The U.S. Court of Appeals for the Sixth Circuit affirmed a district court's dismissal of a lawsuit seeking coverage for pandemic-related business losses, ruling against Walters & Mason Retail Inc. in its dispute with Hartford Fire Insurance Company. The decision, filed January 27, 2026, represents another victory for insurers in the ongoing litigation over COVID-19 business interruption claims.
Walters & Mason Retail Inc., which operates under the business name Altar'd State, had purchased a comprehensive insurance policy from Hartford Fire Insurance Company. When the company filed claims for pandemic-related business losses across multiple states, Hartford denied the claims. The retailer subsequently sued Hartford in federal court, alleging the insurer breached its policy by denying coverage for the losses.
The case began in the U.S. District Court for the Eastern District of Pennsylvania, where Walters & Mason initially filed suit. However, the company successfully moved to transfer the case to the U.S. District Court for the Eastern District of Tennessee, where the litigation proceeded.
Hartford Fire Insurance Company responded to the lawsuit by filing a motion to dismiss the complaint entirely. The district court conducted a comprehensive choice-of-law analysis to determine which state's laws should govern the insurance coverage dispute. This analysis proved crucial to the court's ultimate decision.
The district court concluded that Walters & Mason's claims would fail under both Pennsylvania and Tennessee law. This finding effectively resolved the case in Hartford's favor, leading to the dismissal of the complaint without the need for extended litigation on the merits of the coverage dispute.
On appeal, Walters & Mason argued that the district court committed legal error by limiting its choice-of-law analysis to Pennsylvania and Tennessee. The retailer contended that the court should have considered the laws of all 22 states where it experienced claimed losses. This argument suggested that some of those state laws might have been more favorable to coverage claims than the Pennsylvania and Tennessee laws the district court applied.
The Sixth Circuit panel, consisting of Circuit Judges Cole, Mathis, and Hermandorfer, rejected Walters & Mason's argument and affirmed the district court's ruling. Circuit Judge Cole authored the majority opinion, with Circuit Judges Mathis and Hermandorfer concurring. Additionally, Circuit Judge Mathis filed a separate concurring opinion, though the details of that concurrence were not included in the available portions of the decision.
The Sixth Circuit's affirmance means Hartford Fire Insurance Company successfully defended against the coverage claims without having to pay for the pandemic-related business losses claimed by Walters & Mason. The decision also validates the district court's approach to the choice-of-law analysis, confirming that courts need not necessarily consider the laws of every state where a policyholder experienced losses.

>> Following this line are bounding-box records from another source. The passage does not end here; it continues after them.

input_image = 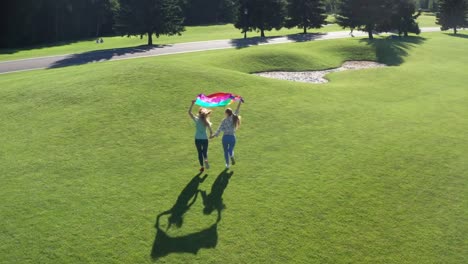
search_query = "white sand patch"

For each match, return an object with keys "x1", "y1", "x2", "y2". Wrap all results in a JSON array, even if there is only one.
[{"x1": 254, "y1": 61, "x2": 387, "y2": 83}]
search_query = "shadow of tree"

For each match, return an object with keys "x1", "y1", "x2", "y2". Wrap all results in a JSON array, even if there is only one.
[
  {"x1": 445, "y1": 33, "x2": 468, "y2": 38},
  {"x1": 229, "y1": 33, "x2": 326, "y2": 49},
  {"x1": 48, "y1": 45, "x2": 167, "y2": 69},
  {"x1": 0, "y1": 38, "x2": 96, "y2": 54},
  {"x1": 286, "y1": 33, "x2": 326, "y2": 42},
  {"x1": 151, "y1": 170, "x2": 233, "y2": 260},
  {"x1": 229, "y1": 37, "x2": 272, "y2": 49},
  {"x1": 360, "y1": 36, "x2": 426, "y2": 66}
]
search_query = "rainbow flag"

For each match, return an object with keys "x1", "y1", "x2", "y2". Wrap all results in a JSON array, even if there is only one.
[{"x1": 195, "y1": 93, "x2": 244, "y2": 107}]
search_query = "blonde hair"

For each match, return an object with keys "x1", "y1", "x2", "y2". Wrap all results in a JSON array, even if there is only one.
[
  {"x1": 225, "y1": 108, "x2": 241, "y2": 129},
  {"x1": 198, "y1": 107, "x2": 211, "y2": 127}
]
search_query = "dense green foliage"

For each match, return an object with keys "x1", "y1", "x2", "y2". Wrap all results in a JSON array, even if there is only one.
[
  {"x1": 437, "y1": 0, "x2": 468, "y2": 34},
  {"x1": 183, "y1": 0, "x2": 238, "y2": 25},
  {"x1": 0, "y1": 0, "x2": 117, "y2": 48},
  {"x1": 115, "y1": 0, "x2": 184, "y2": 45},
  {"x1": 0, "y1": 33, "x2": 468, "y2": 264},
  {"x1": 286, "y1": 0, "x2": 327, "y2": 34},
  {"x1": 234, "y1": 0, "x2": 287, "y2": 37},
  {"x1": 379, "y1": 0, "x2": 421, "y2": 37},
  {"x1": 0, "y1": 13, "x2": 437, "y2": 61},
  {"x1": 337, "y1": 0, "x2": 420, "y2": 39}
]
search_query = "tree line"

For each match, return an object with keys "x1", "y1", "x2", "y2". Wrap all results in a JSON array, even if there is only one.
[{"x1": 0, "y1": 0, "x2": 468, "y2": 48}]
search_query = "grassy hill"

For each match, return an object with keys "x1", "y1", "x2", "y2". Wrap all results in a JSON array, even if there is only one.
[
  {"x1": 0, "y1": 13, "x2": 437, "y2": 61},
  {"x1": 0, "y1": 33, "x2": 468, "y2": 263}
]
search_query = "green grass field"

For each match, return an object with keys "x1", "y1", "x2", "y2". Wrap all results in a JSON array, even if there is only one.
[
  {"x1": 0, "y1": 13, "x2": 436, "y2": 61},
  {"x1": 0, "y1": 32, "x2": 468, "y2": 263}
]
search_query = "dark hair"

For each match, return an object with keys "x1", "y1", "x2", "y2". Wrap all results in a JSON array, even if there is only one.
[
  {"x1": 225, "y1": 108, "x2": 240, "y2": 129},
  {"x1": 198, "y1": 107, "x2": 211, "y2": 127}
]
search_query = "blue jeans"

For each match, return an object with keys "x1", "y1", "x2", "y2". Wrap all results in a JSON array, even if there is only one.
[
  {"x1": 195, "y1": 139, "x2": 208, "y2": 167},
  {"x1": 223, "y1": 135, "x2": 236, "y2": 164}
]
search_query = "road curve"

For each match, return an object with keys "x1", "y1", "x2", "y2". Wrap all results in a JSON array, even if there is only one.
[{"x1": 0, "y1": 27, "x2": 440, "y2": 74}]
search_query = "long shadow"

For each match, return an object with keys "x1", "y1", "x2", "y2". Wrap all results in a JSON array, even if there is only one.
[
  {"x1": 229, "y1": 37, "x2": 272, "y2": 49},
  {"x1": 48, "y1": 45, "x2": 167, "y2": 69},
  {"x1": 286, "y1": 33, "x2": 326, "y2": 42},
  {"x1": 230, "y1": 33, "x2": 325, "y2": 49},
  {"x1": 360, "y1": 36, "x2": 426, "y2": 66},
  {"x1": 0, "y1": 38, "x2": 96, "y2": 54},
  {"x1": 151, "y1": 170, "x2": 233, "y2": 260},
  {"x1": 445, "y1": 33, "x2": 468, "y2": 38},
  {"x1": 200, "y1": 169, "x2": 234, "y2": 222}
]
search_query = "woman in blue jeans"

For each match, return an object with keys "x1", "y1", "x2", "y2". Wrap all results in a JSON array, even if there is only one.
[
  {"x1": 188, "y1": 100, "x2": 213, "y2": 172},
  {"x1": 210, "y1": 100, "x2": 242, "y2": 168}
]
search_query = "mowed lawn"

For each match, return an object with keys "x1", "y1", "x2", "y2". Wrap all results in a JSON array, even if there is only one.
[
  {"x1": 0, "y1": 13, "x2": 437, "y2": 61},
  {"x1": 0, "y1": 33, "x2": 468, "y2": 263}
]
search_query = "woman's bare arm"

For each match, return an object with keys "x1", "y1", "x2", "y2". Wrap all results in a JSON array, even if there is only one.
[{"x1": 188, "y1": 100, "x2": 195, "y2": 119}]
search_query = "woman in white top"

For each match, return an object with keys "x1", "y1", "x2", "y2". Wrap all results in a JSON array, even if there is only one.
[
  {"x1": 188, "y1": 100, "x2": 213, "y2": 172},
  {"x1": 210, "y1": 100, "x2": 243, "y2": 168}
]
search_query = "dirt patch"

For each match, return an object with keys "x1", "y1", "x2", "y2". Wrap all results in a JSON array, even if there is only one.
[{"x1": 254, "y1": 61, "x2": 387, "y2": 83}]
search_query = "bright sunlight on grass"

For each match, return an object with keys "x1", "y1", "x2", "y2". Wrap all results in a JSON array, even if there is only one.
[{"x1": 0, "y1": 33, "x2": 468, "y2": 263}]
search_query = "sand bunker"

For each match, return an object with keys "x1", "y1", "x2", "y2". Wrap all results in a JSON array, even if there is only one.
[{"x1": 254, "y1": 61, "x2": 386, "y2": 83}]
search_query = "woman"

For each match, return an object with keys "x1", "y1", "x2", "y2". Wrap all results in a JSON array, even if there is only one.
[
  {"x1": 188, "y1": 100, "x2": 213, "y2": 172},
  {"x1": 210, "y1": 100, "x2": 242, "y2": 169}
]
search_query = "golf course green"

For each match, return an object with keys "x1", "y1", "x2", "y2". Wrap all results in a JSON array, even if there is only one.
[
  {"x1": 0, "y1": 13, "x2": 437, "y2": 61},
  {"x1": 0, "y1": 31, "x2": 468, "y2": 263}
]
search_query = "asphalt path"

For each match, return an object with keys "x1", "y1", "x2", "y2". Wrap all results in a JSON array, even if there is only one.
[{"x1": 0, "y1": 27, "x2": 440, "y2": 74}]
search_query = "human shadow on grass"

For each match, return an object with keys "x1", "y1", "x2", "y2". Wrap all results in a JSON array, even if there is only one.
[
  {"x1": 360, "y1": 36, "x2": 426, "y2": 66},
  {"x1": 151, "y1": 170, "x2": 233, "y2": 260},
  {"x1": 48, "y1": 45, "x2": 167, "y2": 69}
]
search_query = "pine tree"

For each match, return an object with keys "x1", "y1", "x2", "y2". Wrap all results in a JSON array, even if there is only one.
[
  {"x1": 337, "y1": 0, "x2": 394, "y2": 39},
  {"x1": 115, "y1": 0, "x2": 184, "y2": 46},
  {"x1": 234, "y1": 0, "x2": 286, "y2": 37},
  {"x1": 436, "y1": 0, "x2": 468, "y2": 34},
  {"x1": 286, "y1": 0, "x2": 327, "y2": 34},
  {"x1": 379, "y1": 0, "x2": 421, "y2": 37}
]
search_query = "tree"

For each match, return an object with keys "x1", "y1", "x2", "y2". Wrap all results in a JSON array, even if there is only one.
[
  {"x1": 379, "y1": 0, "x2": 421, "y2": 37},
  {"x1": 183, "y1": 0, "x2": 237, "y2": 25},
  {"x1": 436, "y1": 0, "x2": 468, "y2": 34},
  {"x1": 337, "y1": 0, "x2": 394, "y2": 39},
  {"x1": 114, "y1": 0, "x2": 184, "y2": 46},
  {"x1": 286, "y1": 0, "x2": 327, "y2": 34},
  {"x1": 234, "y1": 0, "x2": 286, "y2": 37}
]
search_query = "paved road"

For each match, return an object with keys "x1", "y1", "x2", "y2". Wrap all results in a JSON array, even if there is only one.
[{"x1": 0, "y1": 27, "x2": 440, "y2": 74}]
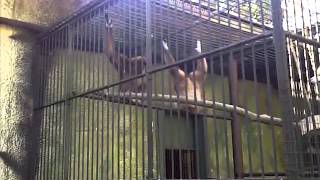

This ruling contributes to a growing body of federal appellate precedent addressing COVID-19 insurance coverage disputes. Since the pandemic began, courts across the country have grappled with numerous lawsuits filed by businesses seeking coverage for losses related to government shutdown orders and reduced customer traffic during the health crisis.
The outcome in *Walters & Mason Retail, Inc. v. Hartford Fire Insurance Company* aligns with the general trend in COVID-19 insurance litigation, where courts have frequently sided with insurers in denying coverage for pandemic-related losses. Many courts have found that standard business interruption policies were not designed to cover losses from viral pandemics or government shutdown orders.
The decision also highlights important procedural considerations in multi-state insurance disputes. When businesses operate across multiple jurisdictions and experience losses in various states, questions arise about which state's laws should govern coverage disputes. The Sixth Circuit's affirmance suggests that courts have discretion in conducting choice-of-law analyses and need not examine the laws of every potentially relevant jurisdiction.
For the insurance industry, the decision provides additional precedent supporting the position that standard commercial policies do not typically cover pandemic-related business interruption losses. This precedent may be cited in similar disputes pending in federal courts across the country.
For businesses that purchased commercial insurance policies, the decision reinforces the importance of carefully reviewing policy language regarding coverage exclusions and limitations. The ruling also demonstrates the challenges businesses face when seeking coverage for losses that insurers argue fall outside the scope of traditional business interruption coverage.
The case number is 25-5596, and the decision was marked as not recommended for publication, indicating it may have limited precedential value beyond the specific parties involved. However, the ruling still contributes to the developing body of law addressing pandemic-related insurance coverage questions that have affected businesses nationwide since 2020.